PITTSBURGH — Basketball legend Kobe Bryant died yesterday in a helicopter crash at the age of 41. His daughter and seven other passengers were also killed in the crash in Calabasas, California, on Sunday morning.

Bryant spent his entire 20-year career suiting up for just one franchise – the Los Angeles Lakers. He is remembered for his accolades during his NBA career, being an incredible father to his four daughters, and his extraordinary drive to be great and outwork everyone at the game of basketball.

On Jan. 18, Pitt basketball coach Jeff Capel talked about the significant difference between ‘good and great’ individual players and programs after his team’s win at home against North Carolina.
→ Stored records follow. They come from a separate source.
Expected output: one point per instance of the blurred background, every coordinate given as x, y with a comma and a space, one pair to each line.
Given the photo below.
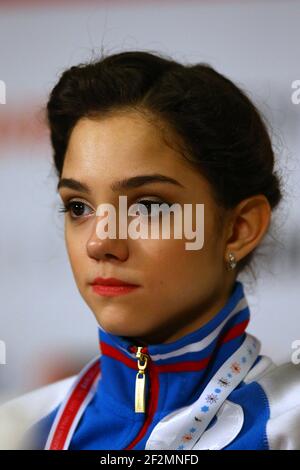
46, 329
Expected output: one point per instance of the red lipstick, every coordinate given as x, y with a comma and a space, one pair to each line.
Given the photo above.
111, 286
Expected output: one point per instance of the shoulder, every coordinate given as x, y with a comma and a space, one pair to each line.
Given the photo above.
19, 414
281, 387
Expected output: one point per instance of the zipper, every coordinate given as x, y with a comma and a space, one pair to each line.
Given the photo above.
140, 381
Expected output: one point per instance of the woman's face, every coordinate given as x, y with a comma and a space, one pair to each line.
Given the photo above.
179, 289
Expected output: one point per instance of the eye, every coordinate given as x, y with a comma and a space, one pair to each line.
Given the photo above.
74, 207
153, 208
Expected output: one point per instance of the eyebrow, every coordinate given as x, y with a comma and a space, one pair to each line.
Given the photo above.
126, 183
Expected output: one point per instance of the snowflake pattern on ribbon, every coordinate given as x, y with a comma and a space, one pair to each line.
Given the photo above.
212, 398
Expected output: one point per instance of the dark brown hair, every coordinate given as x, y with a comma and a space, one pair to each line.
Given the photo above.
218, 127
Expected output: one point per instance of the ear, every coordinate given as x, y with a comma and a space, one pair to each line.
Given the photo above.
249, 222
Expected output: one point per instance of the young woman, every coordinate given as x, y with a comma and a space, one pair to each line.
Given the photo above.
177, 369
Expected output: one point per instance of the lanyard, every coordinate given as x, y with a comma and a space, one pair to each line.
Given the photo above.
183, 428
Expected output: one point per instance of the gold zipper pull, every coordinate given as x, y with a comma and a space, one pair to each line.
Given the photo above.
140, 382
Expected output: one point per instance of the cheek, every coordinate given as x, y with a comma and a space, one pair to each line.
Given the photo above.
75, 249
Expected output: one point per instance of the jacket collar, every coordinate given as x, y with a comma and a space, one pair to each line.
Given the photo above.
177, 371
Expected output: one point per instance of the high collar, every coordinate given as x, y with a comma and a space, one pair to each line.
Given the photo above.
177, 372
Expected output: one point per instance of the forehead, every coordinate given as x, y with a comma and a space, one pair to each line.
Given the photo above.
124, 145
121, 140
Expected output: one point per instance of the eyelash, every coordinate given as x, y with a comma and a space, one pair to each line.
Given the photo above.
67, 207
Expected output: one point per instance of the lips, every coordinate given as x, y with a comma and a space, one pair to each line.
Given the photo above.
111, 281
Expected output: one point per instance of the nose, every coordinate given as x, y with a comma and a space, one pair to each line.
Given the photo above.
107, 248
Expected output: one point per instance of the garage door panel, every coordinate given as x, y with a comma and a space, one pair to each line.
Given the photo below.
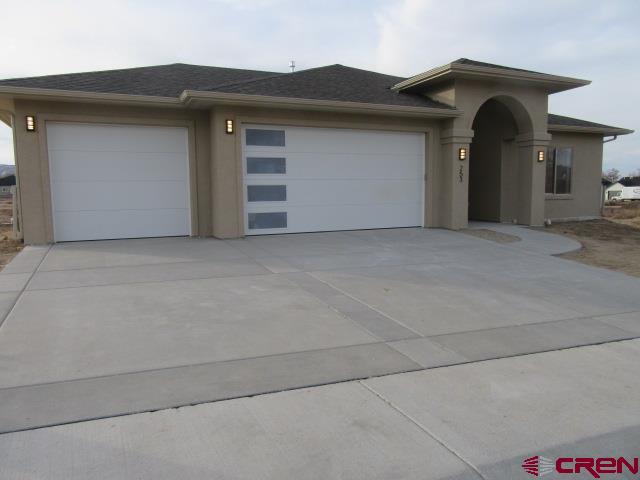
79, 166
101, 225
362, 191
116, 138
353, 217
351, 141
336, 179
368, 165
78, 196
125, 181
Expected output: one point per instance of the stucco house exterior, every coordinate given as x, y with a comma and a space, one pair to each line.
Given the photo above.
207, 151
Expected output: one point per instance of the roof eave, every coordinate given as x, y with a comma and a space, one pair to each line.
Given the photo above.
199, 98
553, 83
597, 130
90, 97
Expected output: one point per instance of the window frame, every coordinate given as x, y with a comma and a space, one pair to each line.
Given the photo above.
552, 157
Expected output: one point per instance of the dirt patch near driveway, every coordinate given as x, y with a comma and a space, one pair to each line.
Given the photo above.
9, 247
498, 237
605, 244
624, 213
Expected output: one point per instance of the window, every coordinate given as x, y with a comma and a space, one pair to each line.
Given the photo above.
257, 165
559, 168
265, 138
267, 220
266, 193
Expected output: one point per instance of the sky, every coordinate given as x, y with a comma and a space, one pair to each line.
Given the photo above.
595, 40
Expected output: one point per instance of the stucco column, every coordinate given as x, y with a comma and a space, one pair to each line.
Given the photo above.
455, 178
531, 177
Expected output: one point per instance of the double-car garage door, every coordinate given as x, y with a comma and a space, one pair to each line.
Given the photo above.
123, 181
299, 179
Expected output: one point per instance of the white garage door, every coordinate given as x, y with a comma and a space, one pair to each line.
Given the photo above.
118, 181
300, 179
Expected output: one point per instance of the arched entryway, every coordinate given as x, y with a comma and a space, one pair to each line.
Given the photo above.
493, 160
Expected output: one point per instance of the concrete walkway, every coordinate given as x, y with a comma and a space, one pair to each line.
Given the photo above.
531, 240
474, 421
98, 329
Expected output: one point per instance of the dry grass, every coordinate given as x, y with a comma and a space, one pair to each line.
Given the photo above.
9, 247
613, 244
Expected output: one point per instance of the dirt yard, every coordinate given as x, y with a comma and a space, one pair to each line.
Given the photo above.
613, 242
8, 246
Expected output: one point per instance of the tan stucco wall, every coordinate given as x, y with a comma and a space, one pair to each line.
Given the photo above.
529, 108
216, 158
584, 200
33, 167
490, 162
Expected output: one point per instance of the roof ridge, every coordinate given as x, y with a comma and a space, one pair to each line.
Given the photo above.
277, 75
289, 74
130, 69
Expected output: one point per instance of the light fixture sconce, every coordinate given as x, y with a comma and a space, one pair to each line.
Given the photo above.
30, 122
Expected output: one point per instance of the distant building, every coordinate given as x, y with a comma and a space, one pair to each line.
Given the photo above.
627, 188
6, 183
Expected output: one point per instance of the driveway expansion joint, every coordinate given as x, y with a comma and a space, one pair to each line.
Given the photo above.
424, 429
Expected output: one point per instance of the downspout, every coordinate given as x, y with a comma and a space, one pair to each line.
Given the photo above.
603, 200
15, 162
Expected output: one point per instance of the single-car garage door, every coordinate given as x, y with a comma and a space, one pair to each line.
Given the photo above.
118, 181
299, 179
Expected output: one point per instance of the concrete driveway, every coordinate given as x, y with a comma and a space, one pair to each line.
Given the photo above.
99, 329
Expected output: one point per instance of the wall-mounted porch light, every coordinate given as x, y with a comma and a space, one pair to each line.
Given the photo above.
30, 121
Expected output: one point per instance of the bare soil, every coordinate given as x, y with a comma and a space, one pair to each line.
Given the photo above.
486, 234
9, 247
612, 242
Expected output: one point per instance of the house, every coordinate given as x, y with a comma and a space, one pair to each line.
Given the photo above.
6, 183
627, 188
208, 151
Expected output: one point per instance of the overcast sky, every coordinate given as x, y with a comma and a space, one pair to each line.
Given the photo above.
596, 40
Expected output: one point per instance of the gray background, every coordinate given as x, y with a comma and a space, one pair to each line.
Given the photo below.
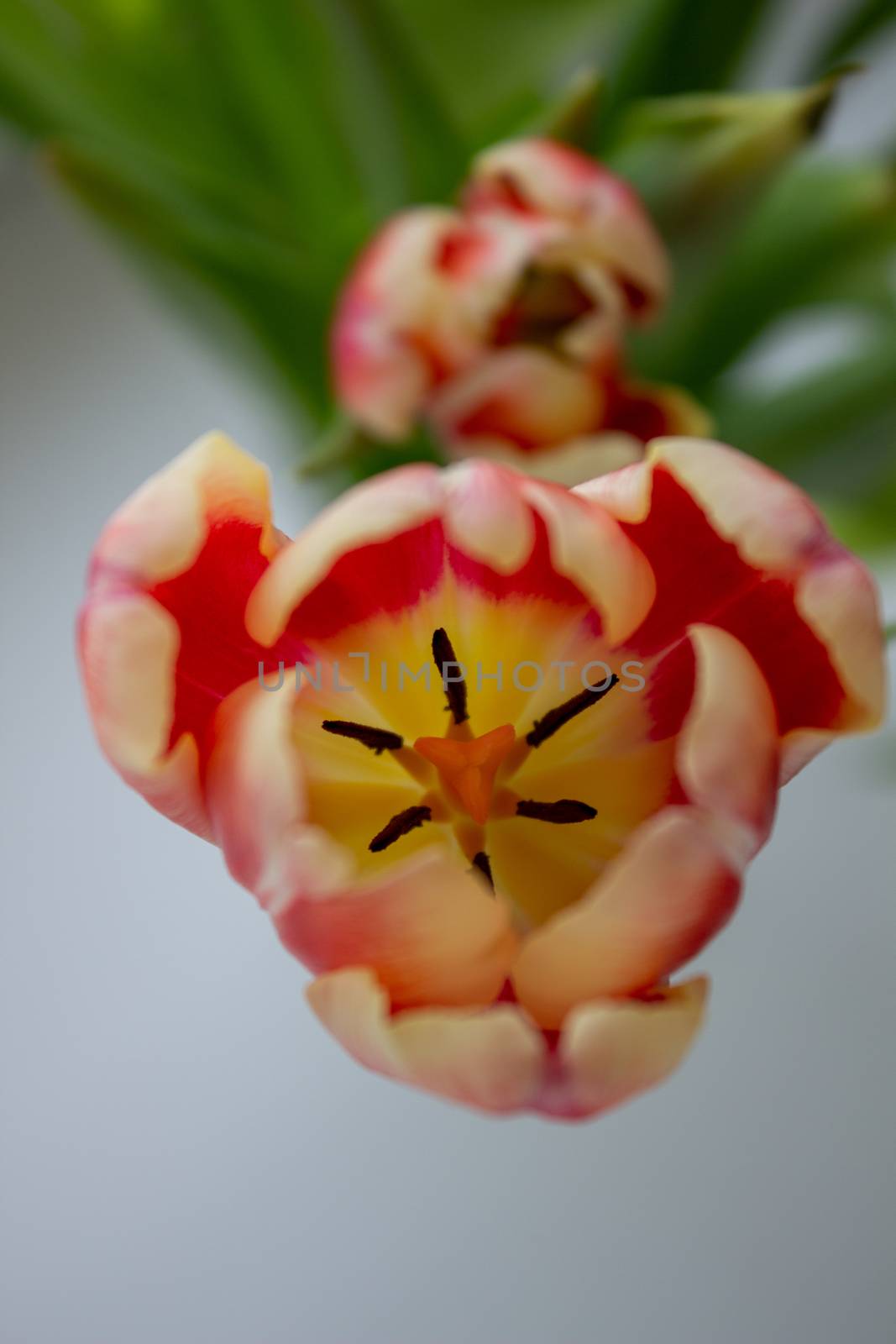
186, 1156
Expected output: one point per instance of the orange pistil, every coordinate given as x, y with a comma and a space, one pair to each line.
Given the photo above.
468, 769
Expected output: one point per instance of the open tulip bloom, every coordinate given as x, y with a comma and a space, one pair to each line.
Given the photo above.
503, 323
490, 753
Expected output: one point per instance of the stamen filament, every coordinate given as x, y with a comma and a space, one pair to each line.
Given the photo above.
378, 739
483, 864
401, 824
563, 812
454, 690
553, 719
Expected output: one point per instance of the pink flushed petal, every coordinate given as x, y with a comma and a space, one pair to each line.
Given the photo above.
490, 1059
727, 757
430, 931
678, 880
589, 548
546, 176
671, 890
497, 1062
380, 366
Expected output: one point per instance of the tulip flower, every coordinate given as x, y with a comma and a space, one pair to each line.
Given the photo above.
501, 323
492, 754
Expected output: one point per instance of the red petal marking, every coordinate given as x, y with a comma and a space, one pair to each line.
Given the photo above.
669, 691
463, 250
537, 578
208, 601
382, 577
701, 577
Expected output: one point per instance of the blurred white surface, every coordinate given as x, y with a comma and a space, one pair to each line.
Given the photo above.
186, 1158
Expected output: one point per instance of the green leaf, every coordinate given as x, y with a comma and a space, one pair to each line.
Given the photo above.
694, 155
860, 22
680, 46
573, 116
839, 407
817, 219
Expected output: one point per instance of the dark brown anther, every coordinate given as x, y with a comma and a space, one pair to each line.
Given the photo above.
398, 827
483, 864
454, 690
563, 812
553, 719
378, 739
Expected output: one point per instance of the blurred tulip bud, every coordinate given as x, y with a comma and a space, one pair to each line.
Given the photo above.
694, 154
501, 323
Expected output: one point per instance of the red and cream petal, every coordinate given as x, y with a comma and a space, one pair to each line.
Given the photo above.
614, 1048
547, 178
496, 1061
678, 880
735, 544
161, 636
432, 931
390, 508
387, 542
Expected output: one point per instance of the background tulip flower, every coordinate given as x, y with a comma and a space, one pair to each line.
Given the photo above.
504, 323
492, 873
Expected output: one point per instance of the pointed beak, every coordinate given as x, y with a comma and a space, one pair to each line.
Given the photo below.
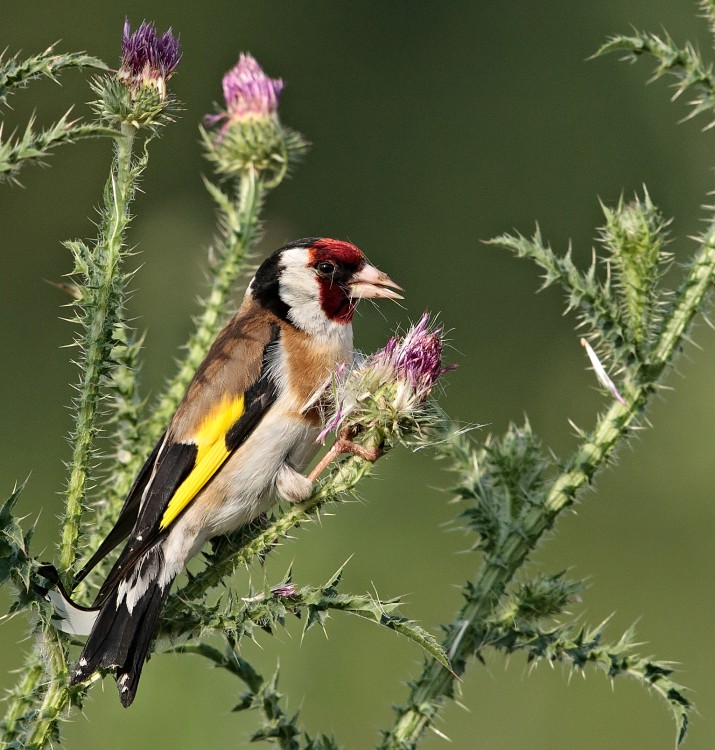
370, 282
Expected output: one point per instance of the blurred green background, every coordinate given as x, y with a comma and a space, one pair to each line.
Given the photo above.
435, 126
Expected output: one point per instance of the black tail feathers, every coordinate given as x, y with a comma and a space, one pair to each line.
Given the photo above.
122, 632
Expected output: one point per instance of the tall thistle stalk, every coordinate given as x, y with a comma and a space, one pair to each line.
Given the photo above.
131, 102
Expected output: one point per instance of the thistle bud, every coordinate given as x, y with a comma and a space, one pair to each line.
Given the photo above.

“The way [great players] think is different, the way they approach stuff is different,” Capel said. “The guys that are really great, they’re constantly trying to learn and get better, they’re constantly trying to figure out different ways to beat you, different ways to improve in their craft.”

“That’s why I think [there’s a] few great.”

Bryant was one of those few, in just about everyone’s mind. And this especially hits home for this generation of basketball players and athletes of all sports.

“It’s been tough for them,” Capel said about his players coping with the news. “These young guys, like they admired him so much, looked up to him so much, as a player and what he’s meant for the game of basketball. It’s like a superhero dying. Like, Kobe was one of these guys that seemed invincible.”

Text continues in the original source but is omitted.